Nossa capacidade de apreensão da realidade estaria comprometida, admitíssemos como insana a conduta do Presidente da República, em relação à pandemia – e tudo o mais. Parece-me demasiado leniente atribuir apenas à psicopatia do ex-capitão o modo como ele vive, manifesta-se e decide. Converge com isso propósito de que nem todos parecem se ter dado conta, não obstante o rol copioso de antecedentes que a História registra. De Nero a Hitler, muitos outros no entremeio, o incêndio de Roma e os judeus incinerados não podem ser apagados da memória dos povos. Fazê-lo significa emprestar solidariedade e apoio aos praticantes da necropolítica que o imperador romano e o führer impuseram, cada qual ao seu tempo. Dito isso, comento recente texto publicado por Ricardo Noblat, de autoria de Cristovam Buarque, um ex-esquerdista. Ainda que identifique no texto do ex-reitor da UNB velada insinuação e alta dose de inconsequência, pelo menos parcialmente concordo com o que ali está expresso. A insinuação corresponde à indicada necessidade de reunir todas as forças do que ainda se teima chamar de oposição, e nelas escolher nome que impeça a reeleição do atual Presidente. Um tertius, portanto, seria um escolhido. Quem sabe o próprio articulista?! A inconsequência consiste nos riscos de considerar insanas a expressão e as decisões do Presidente.
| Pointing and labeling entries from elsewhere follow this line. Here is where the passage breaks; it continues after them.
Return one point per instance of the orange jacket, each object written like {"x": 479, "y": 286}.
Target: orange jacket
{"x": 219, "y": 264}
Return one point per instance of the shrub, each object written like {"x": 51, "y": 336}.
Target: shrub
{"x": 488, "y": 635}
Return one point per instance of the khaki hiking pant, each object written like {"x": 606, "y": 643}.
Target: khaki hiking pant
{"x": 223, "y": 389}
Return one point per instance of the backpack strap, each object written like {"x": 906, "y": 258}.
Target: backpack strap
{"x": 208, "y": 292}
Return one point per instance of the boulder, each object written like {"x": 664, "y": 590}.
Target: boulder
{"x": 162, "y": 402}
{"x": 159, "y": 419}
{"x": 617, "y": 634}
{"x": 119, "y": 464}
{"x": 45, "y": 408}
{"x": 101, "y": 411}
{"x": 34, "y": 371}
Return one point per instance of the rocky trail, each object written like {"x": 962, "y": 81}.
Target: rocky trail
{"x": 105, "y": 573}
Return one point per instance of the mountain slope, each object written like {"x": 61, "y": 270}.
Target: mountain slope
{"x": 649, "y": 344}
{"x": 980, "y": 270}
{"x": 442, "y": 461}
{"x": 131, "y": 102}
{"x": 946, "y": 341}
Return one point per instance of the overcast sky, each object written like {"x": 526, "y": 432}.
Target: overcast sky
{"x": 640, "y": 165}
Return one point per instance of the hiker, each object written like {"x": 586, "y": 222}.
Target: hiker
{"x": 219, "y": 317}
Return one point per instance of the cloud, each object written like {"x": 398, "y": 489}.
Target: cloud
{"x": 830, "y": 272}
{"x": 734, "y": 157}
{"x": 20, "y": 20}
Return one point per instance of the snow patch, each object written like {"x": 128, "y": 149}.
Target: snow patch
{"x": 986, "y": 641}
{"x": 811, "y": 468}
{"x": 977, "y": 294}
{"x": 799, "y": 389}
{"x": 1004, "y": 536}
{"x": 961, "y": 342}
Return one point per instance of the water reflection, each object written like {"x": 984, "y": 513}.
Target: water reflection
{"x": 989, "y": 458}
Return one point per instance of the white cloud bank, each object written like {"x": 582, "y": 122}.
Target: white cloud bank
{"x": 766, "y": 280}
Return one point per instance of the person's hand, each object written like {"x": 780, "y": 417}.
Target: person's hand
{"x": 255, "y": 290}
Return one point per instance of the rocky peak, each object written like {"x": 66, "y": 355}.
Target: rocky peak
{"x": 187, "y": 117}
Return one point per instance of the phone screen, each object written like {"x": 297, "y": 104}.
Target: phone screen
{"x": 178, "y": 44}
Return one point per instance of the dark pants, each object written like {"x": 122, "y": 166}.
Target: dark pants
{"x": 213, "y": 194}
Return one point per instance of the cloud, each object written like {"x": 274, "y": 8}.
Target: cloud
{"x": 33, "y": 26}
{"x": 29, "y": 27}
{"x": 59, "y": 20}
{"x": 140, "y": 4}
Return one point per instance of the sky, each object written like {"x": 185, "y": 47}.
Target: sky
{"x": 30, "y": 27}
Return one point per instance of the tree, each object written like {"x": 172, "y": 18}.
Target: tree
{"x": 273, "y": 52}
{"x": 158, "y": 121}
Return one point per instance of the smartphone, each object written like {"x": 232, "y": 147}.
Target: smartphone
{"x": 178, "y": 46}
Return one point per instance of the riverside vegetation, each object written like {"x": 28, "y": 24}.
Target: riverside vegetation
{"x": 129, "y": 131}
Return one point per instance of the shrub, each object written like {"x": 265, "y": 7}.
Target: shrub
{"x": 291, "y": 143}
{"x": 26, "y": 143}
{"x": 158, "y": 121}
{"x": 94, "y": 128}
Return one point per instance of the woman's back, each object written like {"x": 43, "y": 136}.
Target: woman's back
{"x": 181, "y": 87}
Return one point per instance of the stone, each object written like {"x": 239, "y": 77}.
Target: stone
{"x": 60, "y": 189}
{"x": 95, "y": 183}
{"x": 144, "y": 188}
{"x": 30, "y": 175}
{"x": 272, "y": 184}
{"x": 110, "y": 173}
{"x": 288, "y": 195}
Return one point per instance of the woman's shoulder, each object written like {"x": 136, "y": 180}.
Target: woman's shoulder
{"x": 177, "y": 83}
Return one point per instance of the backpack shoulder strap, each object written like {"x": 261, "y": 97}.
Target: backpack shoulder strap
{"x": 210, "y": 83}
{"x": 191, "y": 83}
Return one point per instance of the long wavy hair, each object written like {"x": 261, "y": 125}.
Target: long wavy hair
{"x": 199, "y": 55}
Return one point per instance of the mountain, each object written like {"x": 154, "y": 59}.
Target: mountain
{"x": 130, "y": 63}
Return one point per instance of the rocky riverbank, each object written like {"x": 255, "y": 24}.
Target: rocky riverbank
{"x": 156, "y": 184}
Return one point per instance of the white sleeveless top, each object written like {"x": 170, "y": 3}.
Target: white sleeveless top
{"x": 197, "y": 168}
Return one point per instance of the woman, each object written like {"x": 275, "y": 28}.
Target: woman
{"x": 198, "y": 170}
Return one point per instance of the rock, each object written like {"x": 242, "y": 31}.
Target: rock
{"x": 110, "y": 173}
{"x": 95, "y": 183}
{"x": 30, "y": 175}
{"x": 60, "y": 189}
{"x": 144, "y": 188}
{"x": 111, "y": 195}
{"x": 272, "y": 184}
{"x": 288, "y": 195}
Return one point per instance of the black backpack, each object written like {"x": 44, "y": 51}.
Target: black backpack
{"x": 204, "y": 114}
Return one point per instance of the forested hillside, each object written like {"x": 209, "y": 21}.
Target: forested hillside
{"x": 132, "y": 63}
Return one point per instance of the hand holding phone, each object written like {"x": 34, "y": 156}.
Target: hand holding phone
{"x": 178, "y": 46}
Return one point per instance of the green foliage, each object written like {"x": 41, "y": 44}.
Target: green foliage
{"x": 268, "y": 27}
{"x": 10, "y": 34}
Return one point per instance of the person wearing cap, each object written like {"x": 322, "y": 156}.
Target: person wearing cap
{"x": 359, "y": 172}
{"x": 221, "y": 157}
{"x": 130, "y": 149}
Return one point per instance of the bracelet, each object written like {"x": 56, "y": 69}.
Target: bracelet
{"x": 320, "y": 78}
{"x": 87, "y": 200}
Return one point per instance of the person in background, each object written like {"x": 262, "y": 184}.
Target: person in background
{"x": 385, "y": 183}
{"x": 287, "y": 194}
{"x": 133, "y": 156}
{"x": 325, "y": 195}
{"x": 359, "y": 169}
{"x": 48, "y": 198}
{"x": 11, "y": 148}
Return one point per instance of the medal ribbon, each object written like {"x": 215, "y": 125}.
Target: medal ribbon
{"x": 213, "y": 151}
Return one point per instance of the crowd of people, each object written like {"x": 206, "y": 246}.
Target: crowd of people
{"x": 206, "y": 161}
A prevalecer essa interpretação, estaria posta a peça fundamental da defesa dele, perante a Justiça brasileira e os tribunais internacionais. Insanos são inimputáveis. Minha concordância dirige-se apenas à falta de lucidez apontada pelo ex-senador e ex-governador do Distrito Federal. Nesse caso, ele diz bem, quando se refere à escolha de prioridades da oposição(!) e aos interesses secundários que a animam. O combate que o governo Federal e seus aliados negam à pandemia, neste caso se repete, quando os descontentes esmorecem no combate ao governo. Fazem-se, portanto, figurantes de um processo que se mostra claro, quanto ao agravamento de nossa realidade social e ao crescente desprestígio internacional experimentado faz dois anos. Projetos de poder, mais que de nação, é tudo quanto tem sido considerado, até aqui. Nem a morte de quase 300 mil brasileiros suscita nos partidos, na respectiva militância e, em consequência, na população, identificar o inimigo a ser combatido. Neste caso, a lucidez pretendida e alegada pelas lideranças partidárias pode ser colocada em dúvida. Porque mais próxima da esperteza.